Bill will not change academic freedom policies at Ball State

Guidelines include not grading students on their personal beliefs

A bill in the legislature requiring Indiana's public universities to adopt an Academic Bill of Rights will not affect Ball State's academic freedom, provost and vice president for academic affairs said.

"I don't think it means a change for Ball State," Beverley Pitts, said. "I think it grows out of a political agenda and a misconception of the way higher education works."

House Bill 1531, introduced by Luke Messer, R-Shelbyville, would have each of Indiana's public universities' Board of Trustees compile academic guidelines based on the ideas presented in the bill.

Such guidelines include grading students on their subject knowledge and not their personal beliefs and exposing students to a variety of scholarly views, according to the bill.

However, similar guidelines already exist at Ball State in the university's student code and faculty handbook, Pitts said.

"We already have a system where students have ample opportunity to express concerns they're having in the classroom and a due process for that," she said.

Forcing the Board of Trustees to create a new set of guidelines would be redundant and is something they don't typically deal with, Pitts said.

Messer declined to comment on issues regarding the bill.

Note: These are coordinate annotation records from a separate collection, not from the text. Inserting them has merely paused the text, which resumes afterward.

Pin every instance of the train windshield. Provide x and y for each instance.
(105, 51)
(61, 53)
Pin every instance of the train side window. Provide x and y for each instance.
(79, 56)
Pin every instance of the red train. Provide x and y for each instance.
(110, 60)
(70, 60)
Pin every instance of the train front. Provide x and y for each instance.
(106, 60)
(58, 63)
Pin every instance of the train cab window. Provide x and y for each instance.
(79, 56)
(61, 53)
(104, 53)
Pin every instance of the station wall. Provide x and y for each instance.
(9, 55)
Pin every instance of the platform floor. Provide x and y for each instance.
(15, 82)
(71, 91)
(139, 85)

The Board of Trustees hires the university president and handles fiscal matters whereas curriculum and academic issues are left up to the faculty, Randy Hyman, dean of students, said.

Although the bill's guidelines appear to prevent student indoctrination, the wording is vague, irrelevant and confusing, Hyman said.

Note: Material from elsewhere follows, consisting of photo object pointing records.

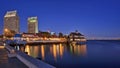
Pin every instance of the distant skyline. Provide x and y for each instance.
(93, 18)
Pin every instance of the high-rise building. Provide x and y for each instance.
(11, 21)
(32, 25)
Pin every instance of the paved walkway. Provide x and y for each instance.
(6, 62)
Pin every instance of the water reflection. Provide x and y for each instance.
(79, 49)
(54, 50)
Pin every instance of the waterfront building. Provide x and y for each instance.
(32, 25)
(76, 37)
(11, 22)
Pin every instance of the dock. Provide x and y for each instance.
(45, 42)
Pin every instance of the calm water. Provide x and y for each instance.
(92, 54)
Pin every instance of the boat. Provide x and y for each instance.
(76, 38)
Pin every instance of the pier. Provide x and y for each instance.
(45, 42)
(26, 59)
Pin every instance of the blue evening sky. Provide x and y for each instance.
(93, 18)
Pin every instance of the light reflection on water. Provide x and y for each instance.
(93, 55)
(56, 50)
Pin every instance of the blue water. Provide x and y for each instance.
(93, 54)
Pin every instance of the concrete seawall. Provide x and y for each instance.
(26, 59)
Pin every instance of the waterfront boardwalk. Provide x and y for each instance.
(6, 62)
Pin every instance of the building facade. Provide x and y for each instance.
(11, 22)
(32, 25)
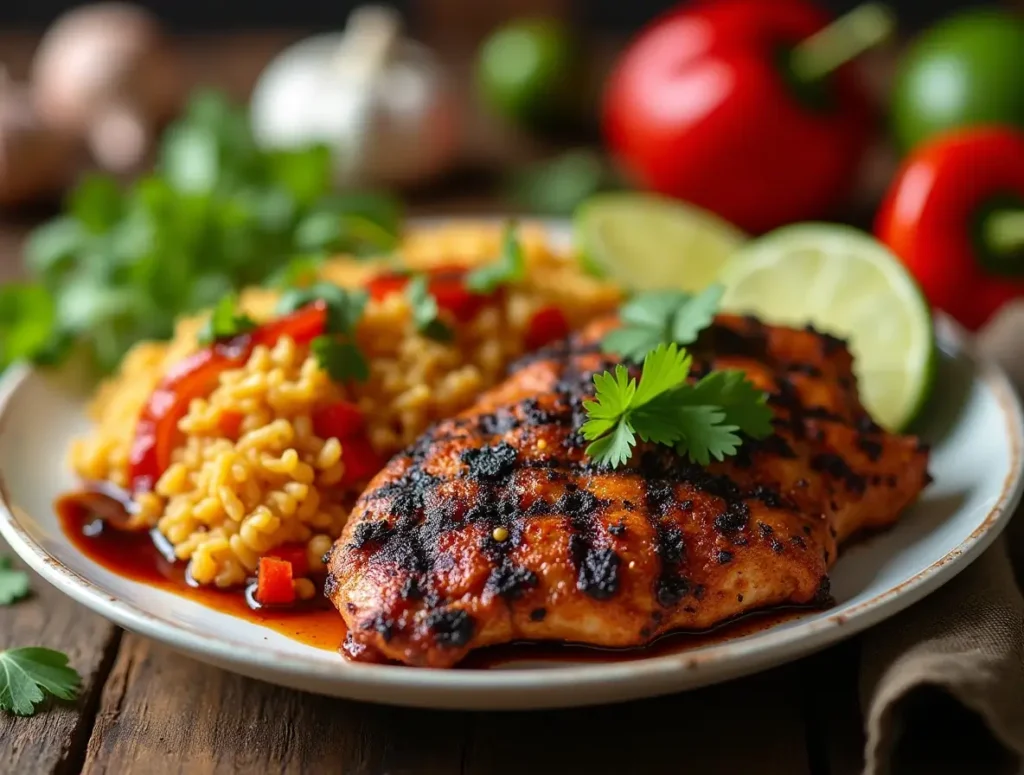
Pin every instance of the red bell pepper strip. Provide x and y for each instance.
(345, 422)
(743, 108)
(547, 326)
(273, 582)
(361, 461)
(954, 214)
(157, 430)
(445, 284)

"I don't think the issue is worthy of addressing or necessary," he said. The ideas are items that most faculty believe in anyway so it is only telling them to do something they already do, Hyman said.

The bill is derived from the Students for Academic Freedom, a national organization sponsored by conservative activist David Horowitz, editor of Front Page Magazine. The organization previously charged George Wolfe, director of the Center for Peace and Conflict Studies, with endorsing liberal ideologies and having terrorist sympathies.

"We're confusing liberal politics with liberal education," Wolfe said. The idea behind a liberal education is for students to be exposed to a broad range of subjects but liberal politics deals with what is in vogue with a political party at a particular time, he said.

"David Horowitz and the Students for Academic Freedom are little more than propaganda artists," Wolfe said.

The Daily News was unable to contact Amanda Carpenter, a member of the Ball State chapter of SAF and Brett Mock, president of the SAF chapter, could not comment because he is currently an intern at the State House.